Doing your own research is a key aspect of becoming a better ally to the black community. And when it comes to the history of racism and white privilege – in Britain as well as America, and globally – there are plenty of incredible non-fiction books to help you do so. But you can also turn to works of fiction.

7 authors whose books will help you better understand the black experience

7 authors whose books will help you better understand the black experience

This is by no means a complete list of authors, but if your reading list is lacking diversity, it's a good place to start. While it's important to remember everyone has different experiences, and no single person can speak for an entire race, these are some particularly powerful voices worth discovering, if you haven't already…

Toni Morrison
Toni Morrison

Nobel Prize-winner Toni Morrison, who died in 2019, was, and still is, a towering literary presence, and many of her books deal devastatingly with the black American experience. Start with Morrison's most famous book, Beloved, which won a Pulitzer Prize and explores the horrors of slavery through the character of former slave, Sethe.

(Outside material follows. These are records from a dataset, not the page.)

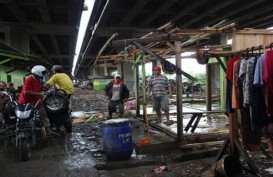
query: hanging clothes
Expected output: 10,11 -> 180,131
263,50 -> 273,115
226,57 -> 240,113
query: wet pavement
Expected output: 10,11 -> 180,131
0,90 -> 273,177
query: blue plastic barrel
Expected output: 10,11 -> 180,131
103,118 -> 133,160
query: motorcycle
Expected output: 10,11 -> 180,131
0,91 -> 17,131
15,100 -> 41,161
44,88 -> 72,133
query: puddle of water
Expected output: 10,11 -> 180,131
265,167 -> 273,175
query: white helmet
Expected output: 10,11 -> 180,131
31,65 -> 46,77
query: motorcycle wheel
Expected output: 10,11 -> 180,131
19,138 -> 30,161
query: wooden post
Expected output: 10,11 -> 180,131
206,64 -> 211,111
175,41 -> 183,141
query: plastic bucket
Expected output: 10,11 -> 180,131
103,118 -> 133,160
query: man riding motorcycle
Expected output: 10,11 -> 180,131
19,65 -> 59,140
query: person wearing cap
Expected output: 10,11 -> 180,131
147,66 -> 173,125
105,74 -> 129,119
43,65 -> 74,97
19,65 -> 59,140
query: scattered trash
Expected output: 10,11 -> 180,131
136,137 -> 151,145
154,166 -> 167,173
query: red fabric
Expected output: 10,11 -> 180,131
263,50 -> 273,114
226,57 -> 240,83
19,76 -> 42,105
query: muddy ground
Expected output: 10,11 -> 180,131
0,90 -> 273,177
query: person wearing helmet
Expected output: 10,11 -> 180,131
43,65 -> 74,97
105,74 -> 129,119
19,65 -> 59,139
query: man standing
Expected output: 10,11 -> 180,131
105,74 -> 129,119
43,65 -> 74,97
147,66 -> 173,125
19,65 -> 59,139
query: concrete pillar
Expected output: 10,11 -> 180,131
9,27 -> 29,54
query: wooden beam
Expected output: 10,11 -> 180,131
133,42 -> 196,81
111,35 -> 189,47
119,0 -> 150,27
0,21 -> 77,36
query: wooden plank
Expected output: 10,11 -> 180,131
179,140 -> 224,149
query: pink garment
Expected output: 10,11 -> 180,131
263,50 -> 273,114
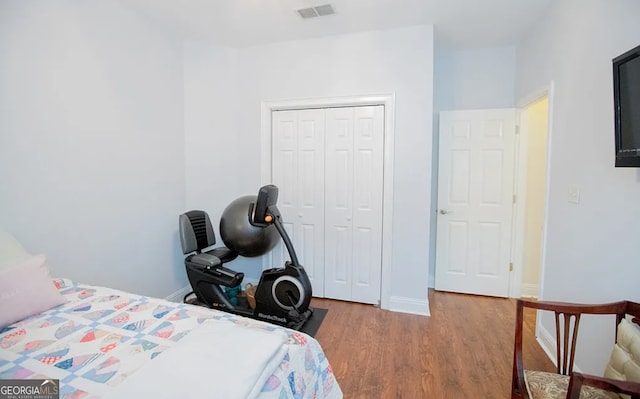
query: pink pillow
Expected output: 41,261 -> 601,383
0,255 -> 67,327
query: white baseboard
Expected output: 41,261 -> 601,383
164,285 -> 192,302
389,296 -> 431,316
520,284 -> 540,299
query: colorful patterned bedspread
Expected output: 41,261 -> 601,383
0,279 -> 342,399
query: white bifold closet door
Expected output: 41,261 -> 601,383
272,106 -> 384,303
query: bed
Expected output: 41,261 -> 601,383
0,238 -> 342,399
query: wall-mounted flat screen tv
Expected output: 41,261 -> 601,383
613,46 -> 640,167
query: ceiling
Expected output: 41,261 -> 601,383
120,0 -> 553,49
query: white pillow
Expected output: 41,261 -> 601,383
0,230 -> 31,271
0,255 -> 67,328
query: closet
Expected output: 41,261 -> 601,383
271,105 -> 384,304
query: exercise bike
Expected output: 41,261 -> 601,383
179,185 -> 313,329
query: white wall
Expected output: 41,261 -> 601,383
186,26 -> 433,310
0,0 -> 186,296
516,0 -> 640,373
184,42 -> 262,283
434,46 -> 516,112
429,46 -> 516,287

Morrison's work particularly shines a light on the experiences of African American women. For example, her first novel The Bluest Eye looks at the impact of racism, misogyny, abuse and internalised racism through the eyes of children.

2. Zadie Smith

British author Zadie Smith is from London, and her novels reflect the myriad cultures she grew up around. Her debut, White Teeth, explores the intricacies of two intertwined families, one Bangladeshi, the other white-Jamaican, while On Beauty is a loose retelling of EM Forster's Howards End with British and African American characters, and NW follows four different individuals in north-west London.

Chimamanda Ngozi Adichie
Chimamanda Ngozi Adichie

Chimamanda Ngozi Adichie's writing is more of an insight into the African experience. Against the backdrop of the Nigerian Civil War, Half Of A Yellow Sun is a moving story of Odenigbo, a university professor and his family, including an English writer. Adichie also explores the wider black diaspora in her 2013 novel Americanah, where main character Ifemelu immigrates from Nigeria to study in America, while her love interest, Obinze, tries to move to Britain.

Adichie's Beyoncé-quoted essay We Should All Be Feminists is also hugely powerful.

4. James Baldwin

Novelist, playwright, poet and activist James Baldwin was one of America's most important voices in the civil rights and gay liberation movements – and although he died in 1987, his work is still massively relevant today. Take If Beale Street Could Talk, in which a black man is wrongly accused of rape. Baldwin often dealt with themes around black families, the injustices they face, and issues that were largely taboo, like extramarital affairs and bisexuality.

Malorie Blackman
Malorie Blackman

While many of the authors on this list have very realistic styles, Malorie Blackman often uses dystopian allegories to explore race. Her incredible YA series Noughts and Crosses (ideal for youngsters as well as adults) reimagines an alternate world where African people have colonised white Europeans, and maintain a segregated society.

6. Bernardine Evaristo

Despite having written a slew of novels previously, Bernardine Evaristo shot to fame in 2019 after becoming the first black woman to win the Booker Prize. Her winning novel though, Girl, Woman, Other, explores the black British experience through a series of separate but interlinked stories, from that of older black women through to younger non-binary characters.

7. Colson Whitehead

American writer Colson Whitehead has won the Pulitzer Prize for Fiction twice: first in 2017 for The Underground Railroad and again this year for The Nickel Boys. He often deals with dark episodes in history, including slavery and abuse in a reform school in 1960s Florida, but still injects humanity, and even hope, into these grim explorations.

Whether its speculative fiction or taking inspiration from real-life events, Whitehead's writing is totally captivating.